De lidstaten nemen tevens de nodige maatregelen om ervoor te zorgen dat alle autowrakken aan door het bevoegd gezag erkende verwerkers worden overgedragen.
3.
De lidstaten zetten een systeem op waarbij het voorleggen van een certificaat van vernietiging een voorwaarde voor de uitschrijving van het afgedankte voertuig is. Dit bewijs wordt aan de houder en/of eigenaar verstrekt, wanneer het afgedankte voertuig aan een verwerker wordt afgegeven.

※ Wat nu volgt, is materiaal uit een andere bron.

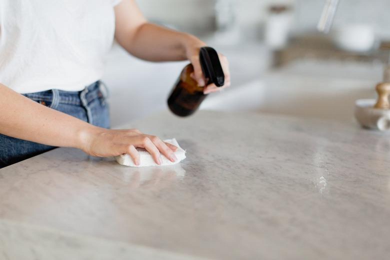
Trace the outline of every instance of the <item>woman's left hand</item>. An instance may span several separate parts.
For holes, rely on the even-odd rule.
[[[190,42],[188,43],[186,46],[186,55],[187,58],[191,62],[194,66],[194,72],[192,76],[196,80],[198,84],[200,86],[204,86],[206,82],[204,76],[203,74],[200,62],[199,60],[199,52],[202,47],[206,46],[202,42],[198,39],[192,39]],[[204,86],[203,92],[204,94],[208,94],[212,92],[216,92],[220,90],[230,86],[230,71],[229,70],[229,64],[228,58],[222,54],[218,53],[220,57],[220,61],[225,76],[224,84],[220,87],[216,86],[215,84],[210,84]]]

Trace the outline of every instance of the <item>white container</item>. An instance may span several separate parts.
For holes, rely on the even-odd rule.
[[[288,6],[272,6],[266,24],[266,44],[272,50],[284,47],[288,40],[292,22],[292,12]]]
[[[374,28],[366,24],[342,26],[334,30],[334,42],[340,49],[348,52],[364,52],[375,45]]]
[[[381,131],[390,130],[390,110],[375,108],[376,100],[358,100],[355,104],[355,117],[360,125]]]

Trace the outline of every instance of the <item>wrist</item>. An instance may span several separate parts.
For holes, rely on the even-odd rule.
[[[91,144],[96,136],[100,132],[100,128],[95,126],[89,124],[86,124],[80,128],[76,134],[77,141],[76,147],[87,154],[89,153]]]
[[[182,41],[184,56],[186,60],[190,60],[194,56],[199,54],[201,48],[206,46],[206,44],[193,35],[185,34]]]

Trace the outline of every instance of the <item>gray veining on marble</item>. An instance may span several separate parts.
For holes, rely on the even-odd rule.
[[[0,170],[0,259],[12,240],[40,259],[57,246],[72,259],[390,256],[388,134],[205,111],[126,126],[176,138],[187,158],[134,168],[58,148]]]

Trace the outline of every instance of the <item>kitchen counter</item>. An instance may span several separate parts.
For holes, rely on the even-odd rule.
[[[129,124],[187,158],[131,168],[60,148],[0,170],[1,259],[384,259],[390,136],[266,114]]]

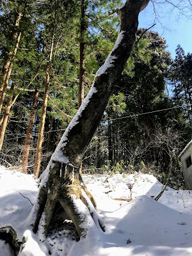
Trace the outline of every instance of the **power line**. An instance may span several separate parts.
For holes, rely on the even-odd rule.
[[[52,131],[49,131],[48,132],[43,132],[43,134],[45,134],[46,133],[49,133],[49,132],[57,132],[57,131],[65,131],[65,129],[57,129],[57,130],[52,130]],[[26,137],[29,137],[29,136],[37,136],[39,134],[39,133],[38,133],[38,134],[29,134],[29,135],[23,135],[23,136],[20,136],[20,137],[18,137],[17,138],[18,139],[20,139],[20,138],[26,138]],[[14,135],[15,136],[15,134]],[[8,140],[13,140],[15,138],[10,138],[10,139],[6,139],[6,140],[3,140],[3,141],[8,141]]]
[[[191,106],[192,106],[192,104],[187,104],[187,105],[185,105],[186,107]],[[151,113],[152,113],[161,112],[161,111],[166,111],[166,110],[174,109],[175,109],[175,108],[183,108],[183,106],[177,106],[173,107],[173,108],[165,108],[165,109],[163,109],[156,110],[156,111],[149,111],[149,112],[141,113],[139,113],[139,114],[135,114],[135,115],[132,115],[126,116],[121,116],[121,117],[118,117],[118,118],[117,118],[110,119],[110,120],[111,120],[111,121],[114,121],[114,120],[119,120],[119,119],[128,118],[129,118],[129,117],[137,117],[137,116],[141,116],[141,115],[143,115],[151,114]],[[43,134],[45,134],[46,133],[53,132],[56,132],[56,131],[65,131],[65,129],[57,129],[57,130],[52,130],[52,131],[49,131],[48,132],[44,132]],[[18,137],[18,138],[26,138],[26,137],[30,136],[37,136],[38,134],[39,134],[38,133],[38,134],[29,134],[29,135],[28,135],[28,136],[26,136],[26,135],[23,135],[23,136],[20,136],[20,137]],[[13,134],[13,136],[14,136],[15,137],[15,134]],[[9,141],[9,140],[13,140],[13,138],[10,138],[10,139],[4,140],[4,141]]]
[[[192,104],[188,104],[188,105],[185,105],[185,106],[192,106]],[[118,120],[118,119],[123,119],[123,118],[128,118],[129,117],[137,117],[138,116],[141,116],[143,115],[147,115],[147,114],[151,114],[152,113],[156,113],[156,112],[161,112],[161,111],[164,111],[166,110],[170,110],[170,109],[173,109],[175,108],[183,108],[183,106],[177,106],[175,107],[173,107],[173,108],[165,108],[164,109],[159,109],[159,110],[156,110],[154,111],[149,111],[149,112],[146,112],[146,113],[141,113],[140,114],[135,114],[135,115],[129,115],[129,116],[121,116],[121,117],[118,117],[117,118],[113,118],[113,119],[110,119],[111,121],[114,121],[116,120]]]

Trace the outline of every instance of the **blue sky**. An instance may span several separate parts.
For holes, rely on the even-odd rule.
[[[154,21],[156,15],[150,2],[140,14],[139,28],[148,28],[156,23],[152,29],[159,32],[159,35],[166,39],[167,49],[173,58],[175,58],[175,51],[178,44],[181,45],[186,54],[192,53],[192,18],[189,19],[184,15],[179,16],[179,11],[172,10],[169,4],[157,4],[156,8],[159,21]]]

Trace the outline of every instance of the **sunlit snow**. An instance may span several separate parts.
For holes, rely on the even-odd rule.
[[[156,202],[153,197],[163,185],[152,175],[84,175],[83,179],[96,199],[106,232],[88,216],[90,228],[85,238],[77,241],[67,222],[65,229],[40,242],[40,234],[34,234],[26,221],[32,205],[22,196],[33,204],[36,199],[38,186],[33,175],[0,168],[0,226],[11,225],[20,241],[24,234],[28,237],[20,256],[192,255],[191,191],[168,188]],[[123,200],[130,199],[131,193],[132,200]],[[88,211],[80,201],[77,207]],[[0,255],[12,255],[8,244],[1,241]]]

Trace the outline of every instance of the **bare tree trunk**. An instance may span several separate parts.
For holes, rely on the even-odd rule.
[[[18,15],[15,17],[15,22],[13,26],[13,29],[12,31],[12,38],[13,40],[17,38],[17,30],[19,26],[19,22],[20,20],[20,18],[22,17],[22,13],[21,12],[19,12]],[[9,53],[8,54],[7,56],[6,57],[6,61],[4,64],[3,68],[3,77],[1,79],[1,82],[0,83],[0,91],[1,92],[3,88],[4,83],[6,80],[6,77],[7,76],[8,72],[8,69],[10,64],[10,59],[11,56],[12,55],[12,52],[10,51]]]
[[[19,21],[20,20],[22,16],[21,12],[20,12],[18,15],[18,17],[16,19],[15,22],[15,27],[17,29],[18,29],[19,25]],[[5,92],[6,87],[8,86],[9,79],[10,77],[10,75],[12,71],[12,67],[13,65],[13,62],[15,58],[15,56],[17,54],[17,51],[19,47],[19,41],[20,39],[20,36],[21,36],[21,32],[18,32],[15,33],[13,34],[13,38],[17,38],[15,47],[14,47],[14,50],[12,53],[11,52],[10,52],[10,54],[11,55],[10,60],[9,59],[6,63],[4,65],[4,72],[3,74],[3,82],[2,84],[0,84],[0,90],[1,90],[1,97],[0,97],[0,113],[1,112],[2,107],[3,107],[3,103],[4,101],[4,96],[5,96]]]
[[[80,108],[84,100],[84,0],[81,0],[81,28],[80,28],[80,66],[79,66],[79,99],[78,108]]]
[[[10,95],[8,97],[7,99],[7,103],[6,103],[6,107],[4,111],[4,113],[3,115],[3,122],[1,127],[1,131],[0,131],[0,151],[1,150],[3,143],[3,140],[4,140],[4,132],[9,117],[9,114],[10,112],[10,109],[12,107],[12,97],[13,97],[13,90],[14,90],[14,86],[15,84],[14,83],[12,82],[12,86],[11,86],[11,89],[10,89]]]
[[[79,173],[83,152],[99,125],[109,98],[120,79],[136,40],[138,17],[149,0],[127,0],[120,10],[122,20],[116,45],[97,72],[92,89],[73,118],[41,176],[33,231],[47,236],[56,204],[60,202],[79,236],[104,223],[95,211],[96,204]],[[79,211],[79,209],[83,209]],[[32,221],[32,220],[31,220]],[[44,224],[42,224],[44,223]]]
[[[48,89],[49,86],[49,68],[47,64],[47,68],[45,71],[45,86],[44,92],[44,99],[42,110],[40,125],[38,130],[38,139],[36,143],[36,154],[35,154],[35,160],[33,168],[33,173],[35,175],[35,179],[38,179],[38,173],[40,168],[41,164],[41,152],[42,148],[42,143],[44,142],[44,131],[46,117],[46,110],[47,106],[47,100],[48,100]]]
[[[108,116],[108,151],[109,151],[109,161],[110,161],[110,165],[113,164],[113,147],[112,147],[112,131],[111,131],[111,124],[110,116]]]
[[[51,130],[52,130],[52,122],[53,122],[53,117],[51,117],[51,120],[50,120],[50,125],[49,125],[49,132],[48,132],[48,137],[47,137],[47,145],[46,145],[46,154],[47,155],[47,153],[49,152],[49,145],[50,145],[50,140],[51,140]],[[46,160],[45,161],[45,168],[46,168],[47,165],[47,162],[48,162],[48,157],[47,156],[46,156]]]
[[[38,96],[38,90],[37,90],[36,88],[35,88],[33,95],[32,106],[31,109],[31,113],[28,120],[28,125],[26,132],[26,137],[25,144],[23,149],[22,158],[21,161],[21,166],[22,167],[21,172],[23,173],[26,173],[28,170],[28,157],[30,150],[30,143],[32,137],[31,133],[35,117],[35,108],[36,106]]]
[[[44,131],[45,126],[45,121],[46,117],[46,111],[47,106],[47,99],[49,95],[49,87],[50,84],[50,73],[51,69],[51,61],[52,60],[52,54],[53,50],[53,44],[54,44],[54,33],[55,33],[55,28],[56,28],[56,19],[57,15],[57,10],[56,8],[54,13],[54,27],[52,30],[52,38],[51,38],[51,49],[49,54],[49,61],[47,64],[47,69],[45,71],[45,93],[44,93],[44,103],[42,111],[42,116],[40,120],[40,125],[38,131],[38,139],[37,139],[37,144],[36,144],[36,149],[35,154],[35,164],[33,168],[33,173],[35,175],[35,179],[38,179],[38,173],[40,169],[40,163],[41,163],[41,152],[42,148],[42,143],[44,141]]]

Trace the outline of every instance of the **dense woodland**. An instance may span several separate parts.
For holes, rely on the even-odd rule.
[[[120,4],[1,1],[1,164],[44,172],[114,45]],[[83,172],[141,171],[184,186],[178,156],[191,138],[192,54],[175,51],[172,60],[166,38],[138,31]]]

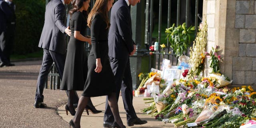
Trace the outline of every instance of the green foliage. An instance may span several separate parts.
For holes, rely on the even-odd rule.
[[[16,0],[16,28],[12,52],[24,54],[38,51],[44,22],[45,0]]]
[[[170,47],[177,56],[182,56],[184,52],[187,53],[188,47],[194,39],[194,26],[187,28],[185,23],[178,27],[175,27],[173,24],[172,26],[166,29],[166,38],[169,38]]]
[[[210,67],[212,68],[212,71],[210,73],[220,73],[219,62],[221,61],[221,59],[220,55],[218,55],[217,53],[219,50],[218,46],[216,46],[215,48],[212,47],[212,50],[210,53],[206,52],[206,56],[209,56],[210,58],[209,60],[211,60]]]

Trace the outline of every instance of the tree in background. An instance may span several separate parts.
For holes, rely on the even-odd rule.
[[[15,0],[17,17],[12,53],[23,54],[40,50],[38,45],[44,22],[45,0]]]

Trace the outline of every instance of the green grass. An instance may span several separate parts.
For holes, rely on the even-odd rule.
[[[42,49],[38,52],[24,55],[12,54],[10,58],[12,60],[22,60],[29,58],[42,58],[43,55],[43,50]]]
[[[167,28],[167,24],[162,24],[161,29],[161,38],[160,41],[159,45],[164,43],[166,45],[167,42],[167,39],[165,38],[166,37],[166,34],[165,34],[165,29]],[[154,31],[152,33],[152,37],[156,38],[156,41],[158,41],[158,24],[155,24]]]

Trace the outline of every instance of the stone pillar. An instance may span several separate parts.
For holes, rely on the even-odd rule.
[[[208,24],[208,42],[206,48],[207,52],[210,52],[212,47],[215,48],[216,45],[218,45],[221,50],[218,52],[218,54],[227,59],[229,56],[226,56],[225,53],[225,52],[227,52],[225,49],[225,37],[227,29],[226,28],[226,18],[229,16],[229,15],[226,15],[228,11],[227,0],[204,0],[203,11],[203,20],[204,21],[206,18]],[[227,57],[226,58],[225,56]],[[226,59],[223,60],[225,64]],[[205,67],[209,67],[209,59],[206,58],[206,60]],[[227,62],[227,63],[228,62]],[[228,66],[226,67],[222,64],[220,64],[220,72],[222,74],[227,73],[225,72],[225,69],[228,68]],[[204,71],[204,75],[207,76],[209,75],[208,73],[211,71],[211,69],[206,68]],[[225,74],[229,77],[232,76],[231,74]]]
[[[203,12],[208,25],[207,51],[220,46],[221,72],[232,79],[233,85],[256,84],[255,1],[204,0]]]
[[[239,40],[238,56],[233,59],[234,84],[256,84],[256,4],[254,0],[236,1],[234,27]]]
[[[141,0],[134,6],[131,7],[132,26],[132,38],[137,45],[138,53],[130,57],[133,89],[140,84],[138,77],[140,73],[148,72],[148,56],[140,53],[145,51],[145,0]]]

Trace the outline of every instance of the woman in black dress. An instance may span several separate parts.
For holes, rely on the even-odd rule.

Verwerkers met een vergunning overeenkomstig artikel 6 mogen een certificaat van vernietiging verstrekken. De lidstaten kunnen toestaan dat producenten, handelaren en inzamelaars namens een door het bevoegd gezag erkende verwerker bewijzen van afgifte verstrekken, op voorwaarde dat zij garanderen dat het afgedankte voertuig aan een door het bevoegd gezag erkende verwerker wordt overgedragen en dat zij bij de overheid geregistreerd zijn.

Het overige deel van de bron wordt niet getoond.